Before the revolution, he was engaged in everything – from the dance hall, photography to cinema. Drankov became one of the pioneers of “silent cinema” and one of the first film producers. In 1908, he was the first to photograph Leo Tolstoy, who was still alive at the time, and also filmed the first TV series “Sonka the Golden Handle”. He also became the first in the world to use frames from his films on advertising posters, and before each session he showed fragments of films for advertising purposes.
It was Drankov who started the tradition of “spinning” a film magazine, announcing films. And later this tradition was adopted in all European and American cinemas.
In the 1920s, Oleksandr Drankov fled with the remnants of the “white” army to Constantinople.

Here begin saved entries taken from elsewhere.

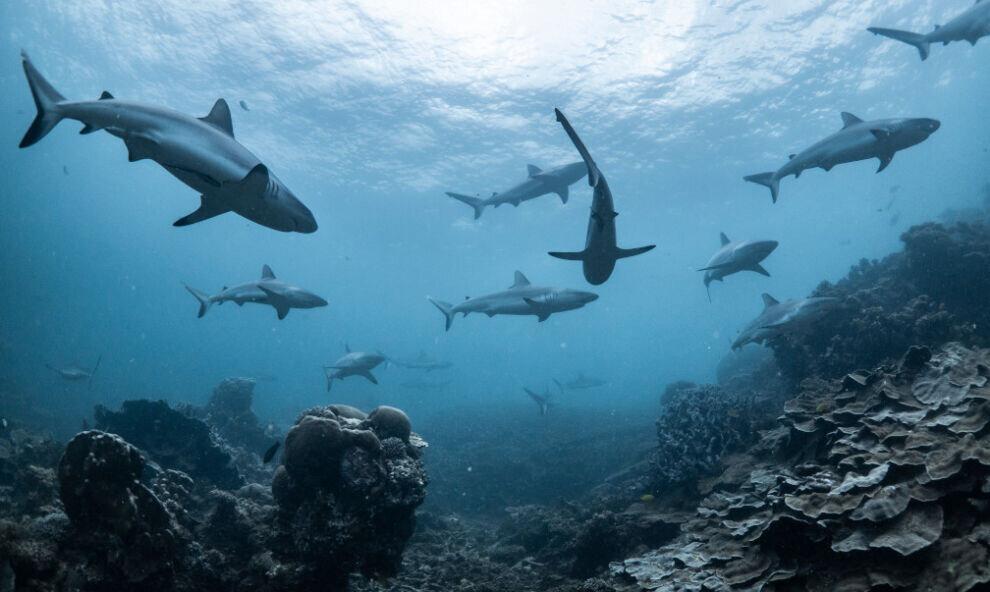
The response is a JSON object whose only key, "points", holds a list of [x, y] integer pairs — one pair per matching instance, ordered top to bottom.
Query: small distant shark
{"points": [[970, 26], [857, 140], [200, 152], [538, 183], [600, 249], [734, 257], [267, 290], [522, 298], [780, 318], [423, 362], [353, 364], [75, 373], [582, 382], [543, 401]]}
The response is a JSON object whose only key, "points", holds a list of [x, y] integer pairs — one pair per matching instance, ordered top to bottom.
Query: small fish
{"points": [[270, 453]]}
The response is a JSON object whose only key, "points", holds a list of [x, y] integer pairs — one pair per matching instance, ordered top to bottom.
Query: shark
{"points": [[971, 25], [857, 140], [199, 151], [538, 183], [600, 248], [734, 257], [267, 290], [521, 298], [780, 318], [423, 362], [353, 364], [75, 373], [582, 382], [542, 401]]}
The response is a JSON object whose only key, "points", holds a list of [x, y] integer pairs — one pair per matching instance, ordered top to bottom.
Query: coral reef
{"points": [[932, 292], [172, 439], [876, 481], [347, 492]]}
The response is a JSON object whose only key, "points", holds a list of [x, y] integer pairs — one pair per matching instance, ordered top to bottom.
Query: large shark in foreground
{"points": [[968, 26], [857, 140], [200, 152], [556, 180], [600, 249], [734, 257], [267, 290], [522, 298], [780, 318], [353, 364]]}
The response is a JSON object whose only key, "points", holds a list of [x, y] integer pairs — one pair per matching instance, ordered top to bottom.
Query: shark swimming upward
{"points": [[970, 26], [857, 140], [200, 152], [538, 183], [600, 248], [267, 290], [522, 298], [782, 318]]}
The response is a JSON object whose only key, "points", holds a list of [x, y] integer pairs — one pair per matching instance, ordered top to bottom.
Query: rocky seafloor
{"points": [[854, 456]]}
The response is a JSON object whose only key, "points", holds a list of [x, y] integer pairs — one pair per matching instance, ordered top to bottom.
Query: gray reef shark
{"points": [[968, 26], [857, 140], [200, 152], [538, 183], [600, 250], [734, 257], [267, 290], [522, 298], [780, 318], [423, 362], [353, 364], [75, 373], [582, 382], [542, 401]]}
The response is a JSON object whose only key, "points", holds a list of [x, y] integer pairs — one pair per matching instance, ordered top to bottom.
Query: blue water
{"points": [[370, 111]]}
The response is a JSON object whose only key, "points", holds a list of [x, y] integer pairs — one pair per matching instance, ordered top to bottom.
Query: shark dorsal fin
{"points": [[219, 117], [849, 119], [520, 281]]}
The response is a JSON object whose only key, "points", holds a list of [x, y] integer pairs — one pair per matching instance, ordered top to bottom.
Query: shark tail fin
{"points": [[919, 41], [46, 99], [767, 180], [476, 203], [623, 253], [204, 300], [446, 309]]}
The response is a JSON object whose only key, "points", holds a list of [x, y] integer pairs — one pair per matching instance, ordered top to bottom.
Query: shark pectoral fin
{"points": [[140, 148], [885, 161], [209, 208], [623, 253], [759, 269]]}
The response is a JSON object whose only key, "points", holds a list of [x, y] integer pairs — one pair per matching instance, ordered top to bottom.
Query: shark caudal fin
{"points": [[919, 41], [46, 99], [767, 180], [476, 203], [623, 253], [204, 300], [446, 309]]}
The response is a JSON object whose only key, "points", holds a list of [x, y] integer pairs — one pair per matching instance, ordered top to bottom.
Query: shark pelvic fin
{"points": [[219, 117], [209, 208]]}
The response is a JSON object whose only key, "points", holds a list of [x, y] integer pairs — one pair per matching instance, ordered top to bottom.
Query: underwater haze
{"points": [[371, 111]]}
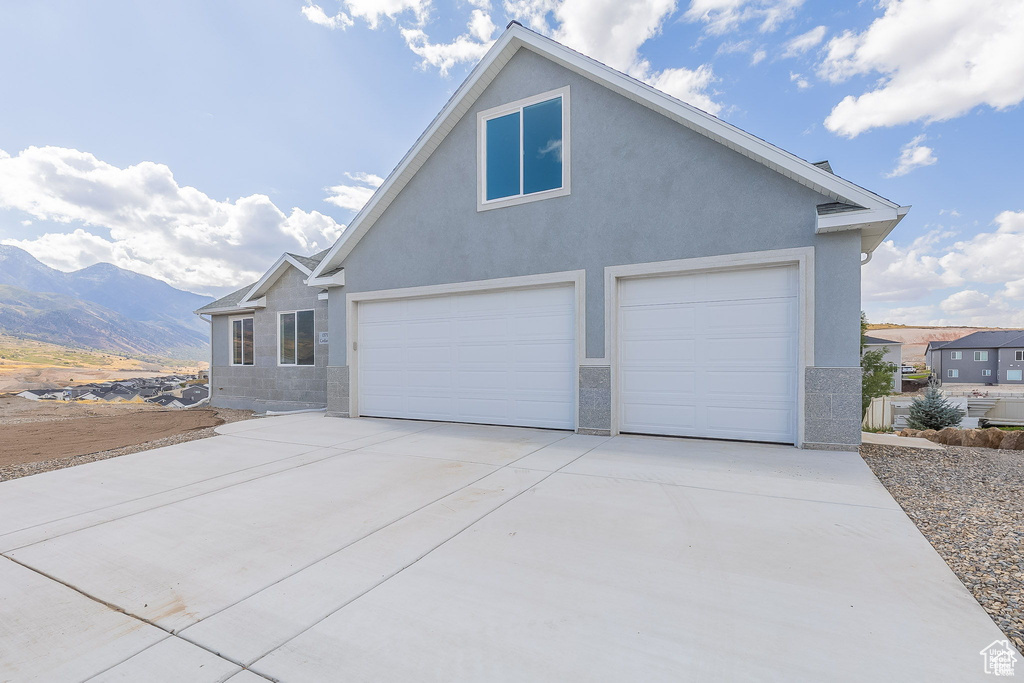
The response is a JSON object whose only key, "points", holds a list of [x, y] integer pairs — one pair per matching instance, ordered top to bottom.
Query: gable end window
{"points": [[523, 151], [295, 338], [242, 341]]}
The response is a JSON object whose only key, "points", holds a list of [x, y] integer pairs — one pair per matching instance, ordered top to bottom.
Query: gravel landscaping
{"points": [[224, 416], [969, 503]]}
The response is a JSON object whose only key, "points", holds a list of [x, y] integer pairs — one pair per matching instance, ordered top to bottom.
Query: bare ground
{"points": [[37, 436], [969, 503]]}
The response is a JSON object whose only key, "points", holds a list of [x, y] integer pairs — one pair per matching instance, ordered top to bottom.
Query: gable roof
{"points": [[878, 213], [246, 297], [986, 339], [878, 341]]}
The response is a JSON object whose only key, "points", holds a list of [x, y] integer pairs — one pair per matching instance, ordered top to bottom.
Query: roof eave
{"points": [[515, 37]]}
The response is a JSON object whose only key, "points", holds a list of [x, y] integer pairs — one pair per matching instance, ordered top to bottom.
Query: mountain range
{"points": [[100, 306]]}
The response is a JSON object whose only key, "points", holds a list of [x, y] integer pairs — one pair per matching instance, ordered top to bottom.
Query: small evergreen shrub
{"points": [[933, 411]]}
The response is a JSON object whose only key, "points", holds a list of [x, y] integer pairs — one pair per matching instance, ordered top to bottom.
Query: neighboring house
{"points": [[566, 247], [893, 354], [991, 356]]}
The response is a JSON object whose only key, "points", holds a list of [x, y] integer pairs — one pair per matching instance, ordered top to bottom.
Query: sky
{"points": [[197, 140]]}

And so, sitting in a cheap hotel, I saw a cockroach jogging across the table. “Look, trotter,” Yosypovych thought. And when the second cockroach climbed out from under the saucer and began to catch up with the first, Oleksandr had the idea to monetize cockroach races.

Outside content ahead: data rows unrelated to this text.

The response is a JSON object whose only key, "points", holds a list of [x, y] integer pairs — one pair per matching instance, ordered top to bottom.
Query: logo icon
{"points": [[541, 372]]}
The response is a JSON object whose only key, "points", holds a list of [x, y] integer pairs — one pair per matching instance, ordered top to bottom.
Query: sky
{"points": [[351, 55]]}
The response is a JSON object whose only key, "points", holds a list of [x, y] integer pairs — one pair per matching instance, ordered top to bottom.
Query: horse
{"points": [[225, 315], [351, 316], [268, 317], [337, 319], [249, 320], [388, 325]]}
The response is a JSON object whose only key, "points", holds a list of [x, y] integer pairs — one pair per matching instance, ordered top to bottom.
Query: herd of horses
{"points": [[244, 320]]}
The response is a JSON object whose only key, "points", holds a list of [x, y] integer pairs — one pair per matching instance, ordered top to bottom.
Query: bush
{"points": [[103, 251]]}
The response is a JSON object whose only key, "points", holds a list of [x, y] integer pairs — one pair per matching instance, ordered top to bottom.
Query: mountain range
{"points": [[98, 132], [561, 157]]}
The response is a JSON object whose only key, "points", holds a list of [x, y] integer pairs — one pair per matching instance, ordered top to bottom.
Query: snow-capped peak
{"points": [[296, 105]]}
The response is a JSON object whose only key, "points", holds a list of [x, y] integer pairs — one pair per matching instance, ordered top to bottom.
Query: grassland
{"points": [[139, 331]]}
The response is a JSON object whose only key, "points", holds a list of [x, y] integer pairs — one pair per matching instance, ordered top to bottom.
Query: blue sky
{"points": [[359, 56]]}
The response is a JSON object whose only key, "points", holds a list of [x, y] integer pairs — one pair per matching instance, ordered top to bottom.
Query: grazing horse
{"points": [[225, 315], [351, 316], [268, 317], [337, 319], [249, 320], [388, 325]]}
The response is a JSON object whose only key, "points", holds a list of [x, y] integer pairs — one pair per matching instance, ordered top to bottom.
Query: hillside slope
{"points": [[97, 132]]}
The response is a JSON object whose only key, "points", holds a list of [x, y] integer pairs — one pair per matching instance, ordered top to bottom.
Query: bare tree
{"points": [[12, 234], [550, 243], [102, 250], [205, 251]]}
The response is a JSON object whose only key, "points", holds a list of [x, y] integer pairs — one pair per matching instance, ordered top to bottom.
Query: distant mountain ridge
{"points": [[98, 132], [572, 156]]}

On May 8, 1921, a sign appeared in the coffee shop of the Greek Sinopli: “Race of trained cockroaches. Russian folk entertainment”… They say that this kind of entertainment was very popular even in Ancient Egypt and Ancient Greece.
Cockroaches, frightened by the electric light, ran, harnessed to carts. Bets were placed on numbers, that is, on cockroaches, as on horses. A large table with paths for insects (cockroach racetrack) was called a kafarodrom.
Over time, the fascination with cockroach racing in Constantinople came to nothing. Drankov emigrated to America. He tried to make films, but failed. After that, he opened a cafe and a small photography firm in California.
1926 — the date of the first flight over the North Pole.
1942 — the Wehrmacht launched an offensive in the Crimea (World War II).
1945 — in Karlshorst, a suburb of Berlin, representatives of the German command led by Field Marshal Keitel signed the act of unconditional surrender of the German armed forces for the second time. The act entered into force at 23:01
1951 — Ivan Drach’s first poem was published.
1954 — the foundation of the Asian Football Federation.
1962 — the last trolleybuses stopped running in London.
1962 Oles Ulyanenko, Ukrainian writer, laureate of the Small Shevchenko Prize in 1997, was born.
1984 — Borys Antonenko-Davydovych, Ukrainian writer, translator, researcher of problems of the development and culture of the Ukrainian language, victim of Stalin’s terror, died.
1994 — Azerbaijan joined the Karabakh ceasefire agreement.